EDITORIALE
Photography is a shadow projected on film of something we’ll never have a concrete, objective experience of, and of which we won’t even know the source of light, just like the prisoners in Plato’s cave, who will never know anything but the mere reflection of the outer world and of their own existence.
(Jean Baudrillard)
Since its birth, photography has had the extraordinary possibility of making visible something that, up to that point, was destined to remain invisible, hidden, or even unknown. Thanks to the revolution operated by the possibility of technically reproducing images, it was possible to document the entire world and thus modern age came to life. The essence of Photography, the representation of what’s real, is indissolubly connected to the notion of reality, just like the concept of light cannot exist without that of darkness, the image of a thing without the thing in itself, the visible without the invisible. The research of the unknown has always moved men along the path to knowledge and within this long haul Art (therefore Photography too) can help us take a few steps forward.

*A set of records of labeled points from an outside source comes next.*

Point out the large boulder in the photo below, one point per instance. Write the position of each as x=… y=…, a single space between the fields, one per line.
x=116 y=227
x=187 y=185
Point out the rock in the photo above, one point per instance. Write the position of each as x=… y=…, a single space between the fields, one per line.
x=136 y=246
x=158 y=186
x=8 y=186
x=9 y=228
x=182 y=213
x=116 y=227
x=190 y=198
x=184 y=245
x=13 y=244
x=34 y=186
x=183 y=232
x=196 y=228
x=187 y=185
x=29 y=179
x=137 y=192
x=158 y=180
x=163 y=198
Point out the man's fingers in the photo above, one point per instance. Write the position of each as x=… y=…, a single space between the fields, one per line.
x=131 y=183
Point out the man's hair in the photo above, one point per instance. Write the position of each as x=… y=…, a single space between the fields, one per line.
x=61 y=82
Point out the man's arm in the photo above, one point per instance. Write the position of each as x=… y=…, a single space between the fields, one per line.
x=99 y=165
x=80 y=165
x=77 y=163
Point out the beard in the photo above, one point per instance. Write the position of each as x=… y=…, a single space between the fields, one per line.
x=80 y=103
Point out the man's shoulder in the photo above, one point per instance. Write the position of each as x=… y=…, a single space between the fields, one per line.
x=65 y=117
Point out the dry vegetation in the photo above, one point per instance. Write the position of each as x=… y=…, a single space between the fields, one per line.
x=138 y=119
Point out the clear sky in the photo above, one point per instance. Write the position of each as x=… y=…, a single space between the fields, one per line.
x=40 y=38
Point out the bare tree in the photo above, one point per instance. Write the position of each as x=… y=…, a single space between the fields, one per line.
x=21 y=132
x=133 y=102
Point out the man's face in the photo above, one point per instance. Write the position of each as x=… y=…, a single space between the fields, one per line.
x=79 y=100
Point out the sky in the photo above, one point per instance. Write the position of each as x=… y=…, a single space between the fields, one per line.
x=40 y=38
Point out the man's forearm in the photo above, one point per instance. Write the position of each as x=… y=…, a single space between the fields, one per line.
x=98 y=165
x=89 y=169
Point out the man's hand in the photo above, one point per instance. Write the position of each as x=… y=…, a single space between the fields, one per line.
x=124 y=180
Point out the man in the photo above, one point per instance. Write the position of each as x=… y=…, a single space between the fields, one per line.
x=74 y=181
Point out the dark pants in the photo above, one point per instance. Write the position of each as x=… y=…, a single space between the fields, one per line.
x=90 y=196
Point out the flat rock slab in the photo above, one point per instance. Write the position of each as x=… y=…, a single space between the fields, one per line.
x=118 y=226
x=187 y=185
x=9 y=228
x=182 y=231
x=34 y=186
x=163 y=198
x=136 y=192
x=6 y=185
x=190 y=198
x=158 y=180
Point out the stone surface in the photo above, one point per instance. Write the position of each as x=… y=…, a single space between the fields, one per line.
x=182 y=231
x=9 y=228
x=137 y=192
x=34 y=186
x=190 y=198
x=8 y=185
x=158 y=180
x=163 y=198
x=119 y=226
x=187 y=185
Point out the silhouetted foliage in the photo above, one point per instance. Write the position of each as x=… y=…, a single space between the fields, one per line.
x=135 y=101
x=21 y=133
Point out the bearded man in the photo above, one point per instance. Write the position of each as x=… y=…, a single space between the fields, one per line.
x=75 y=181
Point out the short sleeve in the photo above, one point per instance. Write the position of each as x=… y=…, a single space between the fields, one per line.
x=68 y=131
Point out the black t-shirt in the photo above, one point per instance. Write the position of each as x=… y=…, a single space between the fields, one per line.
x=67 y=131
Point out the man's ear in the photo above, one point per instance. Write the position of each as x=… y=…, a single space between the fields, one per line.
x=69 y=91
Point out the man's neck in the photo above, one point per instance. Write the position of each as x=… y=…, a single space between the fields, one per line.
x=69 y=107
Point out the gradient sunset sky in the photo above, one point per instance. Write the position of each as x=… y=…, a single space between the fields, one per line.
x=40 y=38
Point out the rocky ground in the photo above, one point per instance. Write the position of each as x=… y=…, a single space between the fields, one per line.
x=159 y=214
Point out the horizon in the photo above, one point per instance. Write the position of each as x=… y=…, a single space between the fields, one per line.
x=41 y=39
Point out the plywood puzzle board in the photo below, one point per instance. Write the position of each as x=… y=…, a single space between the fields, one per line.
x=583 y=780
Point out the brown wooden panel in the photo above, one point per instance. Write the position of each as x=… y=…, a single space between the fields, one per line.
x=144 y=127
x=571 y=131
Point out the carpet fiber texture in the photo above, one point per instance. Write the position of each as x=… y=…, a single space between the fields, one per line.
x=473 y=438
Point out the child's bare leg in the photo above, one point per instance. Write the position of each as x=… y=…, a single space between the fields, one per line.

And here we are to us. The photos in this second number of MilanoCittàAperta explore, from different points of view, a common theme: invisibility.
The social invisibility of those minorities who still can’t enjoy many of those rights that we simply take for granted.
The financial invisibility of those who lost their jobs and, with them, the hope of building a future for themselves.
The housing invisibility of those who can’t afford to have a house of their own and are forced, for better and for worse, to earn some space wherever they can.
The physical invisibility of those workers who cross all the non-places between home and work every single morning and evening of their week.
The invisibility in space of those places unseen by the city’s sky, hidden within intricate, dark underground labyrinths.
The historical invisibility of ancient crafts dating from prehistorical times to today that seem to be more and more in danger of disappearing with the development of industrial civilization.
Enjoy your visit (of the invisible).